セクハラ・スキャンダルの大本命はトランプ

2017年11月24日(金)15時50分
クリス・リオッタ

大統領選中も女性を蔑視するような発言を度々批判された(14年9月に元妻イバナと) Dave Kotinsky/GETTY IMAGES

<性的暴行や暴行未遂の「被告」になっても、フェイクと一蹴するふてぶてしさ>

米アラバマ州の12月の上院補欠選挙は、前同州最高裁長官であるロイ・ムーア(共和党)の勝利が確実とみられていた。しかし5人の女性が実名で、数十年前の10代の頃に「不適切な行為」をされたと告発。最年少では当時14歳だった女性が名乗り出てムーアは苦境に陥っている。

アメリカでは今、ハリウッドを中心に、著名人から性的嫌がらせ(セクシャルハラスメント)を受けたという告白が相次いでいる。そしてその余波で、同じような疑惑をするりと逃れた人物に再び注目が集まっている。レイプまたはレイプ未遂で3回訴えられたことがあるトランプ米大統領だ。

94年に当時13歳の少女が、大富豪ジェフリー・エプスタインの自宅で行われたパーティーでトランプに会った。エプスタインは小児性愛者として悪名高く、少女に売春をさせたなどの罪で08年に有罪判決を受けている。

この少女は16年6月に、パーティーでトランプから「激しい性的暴行」を受けたと匿名で告訴。トランプとエプスタインが、彼女は未成年だと周囲に警告された後も、さまざまな性的行為をさせたという目撃証言も書面で提出された。

訴状によると、「レイプの直後にトランプ被告は、このことを誰かに話したら、私と私の家族が肉体的な危険にさらされて、もしかすると殺されるかもしれないと脅した」。

16年11月、大統領選の4日前に告訴は取り下げられた。女性の代理人によると、彼女は「数多くの脅迫」を受けていた。

政治的なでっち上げ?

トランプの最初の妻イバナは離婚手続きの際に、89年に夫からレイプされたと訴えている。

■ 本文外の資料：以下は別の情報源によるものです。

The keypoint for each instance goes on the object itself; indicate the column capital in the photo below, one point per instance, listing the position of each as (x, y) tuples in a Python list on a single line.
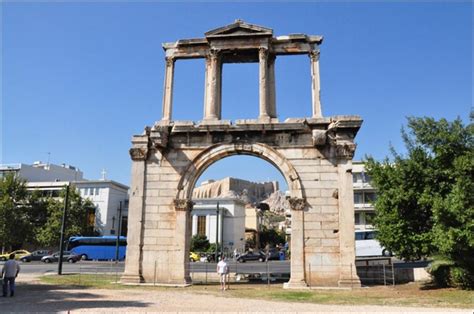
[(314, 55), (169, 60), (297, 203), (183, 205), (138, 153), (213, 54), (345, 149), (271, 58)]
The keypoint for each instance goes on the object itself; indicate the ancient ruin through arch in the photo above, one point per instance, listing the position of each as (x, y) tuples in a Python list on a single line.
[(314, 155)]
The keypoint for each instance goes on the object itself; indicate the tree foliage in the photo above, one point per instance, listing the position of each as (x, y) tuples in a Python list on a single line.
[(199, 243), (425, 198), (271, 237), (77, 218), (28, 217)]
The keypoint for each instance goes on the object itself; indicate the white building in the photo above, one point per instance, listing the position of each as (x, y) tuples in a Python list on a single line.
[(43, 172), (111, 202), (228, 227), (107, 196), (364, 196)]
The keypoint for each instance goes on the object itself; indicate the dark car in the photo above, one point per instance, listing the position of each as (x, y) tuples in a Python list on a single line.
[(35, 256), (67, 256), (251, 256), (273, 255)]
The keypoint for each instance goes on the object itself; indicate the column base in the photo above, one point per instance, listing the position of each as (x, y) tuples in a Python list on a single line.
[(267, 119), (349, 283), (296, 284), (131, 279), (214, 121)]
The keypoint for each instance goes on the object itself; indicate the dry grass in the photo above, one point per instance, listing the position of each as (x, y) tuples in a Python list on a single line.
[(413, 294)]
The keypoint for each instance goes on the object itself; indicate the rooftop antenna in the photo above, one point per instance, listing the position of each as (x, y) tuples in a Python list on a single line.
[(49, 156), (104, 173)]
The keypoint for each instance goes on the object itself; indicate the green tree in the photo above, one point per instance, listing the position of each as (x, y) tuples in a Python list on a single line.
[(77, 223), (425, 198), (199, 243), (14, 210), (271, 237)]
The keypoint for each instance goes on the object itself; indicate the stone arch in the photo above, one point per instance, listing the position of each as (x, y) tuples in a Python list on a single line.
[(219, 151)]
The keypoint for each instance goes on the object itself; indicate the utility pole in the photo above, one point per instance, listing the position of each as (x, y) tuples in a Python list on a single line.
[(217, 231), (119, 225), (222, 232), (63, 228)]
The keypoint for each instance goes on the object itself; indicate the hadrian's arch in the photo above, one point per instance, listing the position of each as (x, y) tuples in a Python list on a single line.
[(220, 151), (314, 154)]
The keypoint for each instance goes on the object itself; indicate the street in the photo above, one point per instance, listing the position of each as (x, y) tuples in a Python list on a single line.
[(112, 267)]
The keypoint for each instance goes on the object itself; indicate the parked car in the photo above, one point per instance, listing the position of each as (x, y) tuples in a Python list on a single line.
[(18, 254), (366, 244), (273, 255), (251, 256), (67, 256), (35, 256), (194, 257)]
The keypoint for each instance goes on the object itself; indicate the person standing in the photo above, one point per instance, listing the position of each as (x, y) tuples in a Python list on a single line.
[(10, 271), (223, 270)]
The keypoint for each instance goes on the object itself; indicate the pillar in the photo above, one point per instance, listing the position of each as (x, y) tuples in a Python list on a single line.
[(315, 85), (263, 83), (168, 89), (348, 274), (271, 87), (138, 153), (212, 93), (183, 210), (297, 275)]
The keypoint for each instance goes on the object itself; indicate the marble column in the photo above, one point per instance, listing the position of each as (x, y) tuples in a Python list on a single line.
[(271, 86), (168, 89), (297, 276), (263, 83), (315, 84), (136, 211), (183, 208), (348, 274), (213, 77)]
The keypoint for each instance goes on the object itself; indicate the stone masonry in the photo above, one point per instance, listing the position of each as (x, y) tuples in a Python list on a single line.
[(314, 155)]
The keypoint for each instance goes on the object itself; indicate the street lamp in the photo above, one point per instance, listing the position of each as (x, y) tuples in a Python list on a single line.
[(63, 228), (119, 225), (217, 231)]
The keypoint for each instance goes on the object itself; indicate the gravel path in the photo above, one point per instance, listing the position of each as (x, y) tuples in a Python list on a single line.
[(36, 297)]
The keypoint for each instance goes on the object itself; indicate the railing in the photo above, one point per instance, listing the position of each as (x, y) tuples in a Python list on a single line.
[(379, 271)]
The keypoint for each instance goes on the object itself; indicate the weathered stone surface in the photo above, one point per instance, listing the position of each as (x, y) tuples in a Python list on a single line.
[(313, 154)]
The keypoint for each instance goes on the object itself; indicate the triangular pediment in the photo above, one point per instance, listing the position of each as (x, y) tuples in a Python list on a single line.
[(240, 28)]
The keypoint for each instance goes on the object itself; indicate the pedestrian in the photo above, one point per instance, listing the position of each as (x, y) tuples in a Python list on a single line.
[(222, 271), (10, 271)]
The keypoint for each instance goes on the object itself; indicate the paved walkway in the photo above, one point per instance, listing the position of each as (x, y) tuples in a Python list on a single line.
[(36, 297)]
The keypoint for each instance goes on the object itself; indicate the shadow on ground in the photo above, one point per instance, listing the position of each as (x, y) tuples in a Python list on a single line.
[(35, 297)]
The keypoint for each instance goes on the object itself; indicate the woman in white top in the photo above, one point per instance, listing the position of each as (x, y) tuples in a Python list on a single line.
[(222, 271)]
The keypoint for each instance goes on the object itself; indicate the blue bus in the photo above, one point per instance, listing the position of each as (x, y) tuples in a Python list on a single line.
[(98, 248)]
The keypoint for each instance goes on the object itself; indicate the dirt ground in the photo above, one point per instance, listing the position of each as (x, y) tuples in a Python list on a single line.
[(33, 296)]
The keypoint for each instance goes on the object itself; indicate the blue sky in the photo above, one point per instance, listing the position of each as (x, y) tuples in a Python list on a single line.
[(79, 79)]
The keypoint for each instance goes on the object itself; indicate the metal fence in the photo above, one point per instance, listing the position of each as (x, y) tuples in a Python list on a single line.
[(380, 272)]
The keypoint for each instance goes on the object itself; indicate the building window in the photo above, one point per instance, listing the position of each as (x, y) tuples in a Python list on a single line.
[(369, 218), (357, 177), (358, 198), (202, 225), (91, 217), (370, 197), (357, 218)]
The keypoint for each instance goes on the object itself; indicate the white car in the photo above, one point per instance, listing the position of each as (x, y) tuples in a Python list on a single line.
[(367, 244)]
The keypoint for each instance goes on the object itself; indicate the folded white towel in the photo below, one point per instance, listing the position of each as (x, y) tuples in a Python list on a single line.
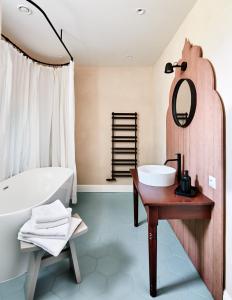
[(54, 247), (28, 230), (45, 225), (49, 212)]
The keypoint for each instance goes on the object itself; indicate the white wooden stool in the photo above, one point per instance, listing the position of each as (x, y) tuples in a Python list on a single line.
[(40, 258)]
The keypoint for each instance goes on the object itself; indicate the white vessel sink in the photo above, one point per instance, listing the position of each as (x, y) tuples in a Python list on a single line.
[(156, 175)]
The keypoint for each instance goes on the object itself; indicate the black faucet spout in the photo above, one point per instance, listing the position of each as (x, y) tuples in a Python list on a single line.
[(178, 160)]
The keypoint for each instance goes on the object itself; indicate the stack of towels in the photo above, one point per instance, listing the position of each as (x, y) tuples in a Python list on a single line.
[(50, 227)]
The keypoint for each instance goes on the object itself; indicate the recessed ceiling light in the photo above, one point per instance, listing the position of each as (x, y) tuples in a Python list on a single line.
[(24, 9), (140, 11)]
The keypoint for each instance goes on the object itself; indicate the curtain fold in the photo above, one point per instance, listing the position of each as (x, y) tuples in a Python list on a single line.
[(37, 115)]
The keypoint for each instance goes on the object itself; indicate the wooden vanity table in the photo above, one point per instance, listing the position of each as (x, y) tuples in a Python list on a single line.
[(162, 203)]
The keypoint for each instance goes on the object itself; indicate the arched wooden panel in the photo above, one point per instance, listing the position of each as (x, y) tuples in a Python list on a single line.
[(202, 145)]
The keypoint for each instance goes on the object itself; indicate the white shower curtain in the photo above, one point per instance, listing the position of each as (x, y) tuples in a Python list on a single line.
[(37, 115)]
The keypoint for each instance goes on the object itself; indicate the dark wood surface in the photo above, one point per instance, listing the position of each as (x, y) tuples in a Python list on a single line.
[(162, 203), (165, 196), (202, 147)]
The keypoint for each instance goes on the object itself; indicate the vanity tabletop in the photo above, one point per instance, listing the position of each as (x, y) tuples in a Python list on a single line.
[(165, 196)]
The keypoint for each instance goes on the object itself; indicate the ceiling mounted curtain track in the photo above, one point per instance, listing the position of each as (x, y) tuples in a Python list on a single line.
[(54, 30)]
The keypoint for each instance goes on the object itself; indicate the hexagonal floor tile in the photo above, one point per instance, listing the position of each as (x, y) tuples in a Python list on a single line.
[(108, 265), (87, 265), (65, 285), (93, 285)]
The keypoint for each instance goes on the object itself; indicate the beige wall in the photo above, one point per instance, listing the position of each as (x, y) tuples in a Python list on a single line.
[(101, 91), (209, 25)]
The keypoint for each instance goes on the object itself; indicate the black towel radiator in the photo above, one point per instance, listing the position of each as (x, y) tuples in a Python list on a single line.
[(123, 145)]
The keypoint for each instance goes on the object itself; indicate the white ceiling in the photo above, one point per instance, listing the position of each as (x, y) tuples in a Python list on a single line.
[(97, 32)]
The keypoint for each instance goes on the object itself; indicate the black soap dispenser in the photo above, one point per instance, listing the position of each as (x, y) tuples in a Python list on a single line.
[(185, 183)]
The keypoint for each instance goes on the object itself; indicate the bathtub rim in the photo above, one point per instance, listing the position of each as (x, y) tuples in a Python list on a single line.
[(46, 199)]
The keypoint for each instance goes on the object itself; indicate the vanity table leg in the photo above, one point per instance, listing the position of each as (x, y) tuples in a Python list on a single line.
[(136, 206), (152, 243)]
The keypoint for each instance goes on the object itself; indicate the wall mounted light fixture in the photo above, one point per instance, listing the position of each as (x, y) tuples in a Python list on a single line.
[(169, 68)]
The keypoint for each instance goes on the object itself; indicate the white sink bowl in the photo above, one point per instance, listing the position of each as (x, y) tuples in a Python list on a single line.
[(156, 175)]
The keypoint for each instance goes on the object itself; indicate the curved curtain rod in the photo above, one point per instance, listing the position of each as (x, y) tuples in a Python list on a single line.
[(28, 56), (53, 28)]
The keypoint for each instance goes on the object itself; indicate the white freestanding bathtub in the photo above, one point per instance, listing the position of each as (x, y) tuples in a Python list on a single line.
[(18, 195)]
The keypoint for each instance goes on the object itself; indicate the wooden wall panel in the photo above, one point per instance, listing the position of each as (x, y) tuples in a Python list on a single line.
[(202, 146)]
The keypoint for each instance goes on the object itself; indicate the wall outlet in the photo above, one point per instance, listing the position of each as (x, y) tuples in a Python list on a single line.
[(212, 182)]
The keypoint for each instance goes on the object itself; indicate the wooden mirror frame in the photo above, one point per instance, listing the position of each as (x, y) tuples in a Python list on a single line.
[(193, 102)]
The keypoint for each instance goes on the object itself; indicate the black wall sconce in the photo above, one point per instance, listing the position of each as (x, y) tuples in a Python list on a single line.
[(169, 68)]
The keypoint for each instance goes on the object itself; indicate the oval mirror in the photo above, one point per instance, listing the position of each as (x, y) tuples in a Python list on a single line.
[(184, 102)]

トランプの伝記によると、頭皮の手術後の痛みに苦しんでいたトランプは、イバナの髪をむしり取って強引に性行為をした。

ただしトランプ側の要望で、「『レイプ』という言葉は使ったが文字どおりに、あるいは犯罪的な意味で解釈してほしくない」とイバナが書いた文書が伝記の冒頭に掲載された。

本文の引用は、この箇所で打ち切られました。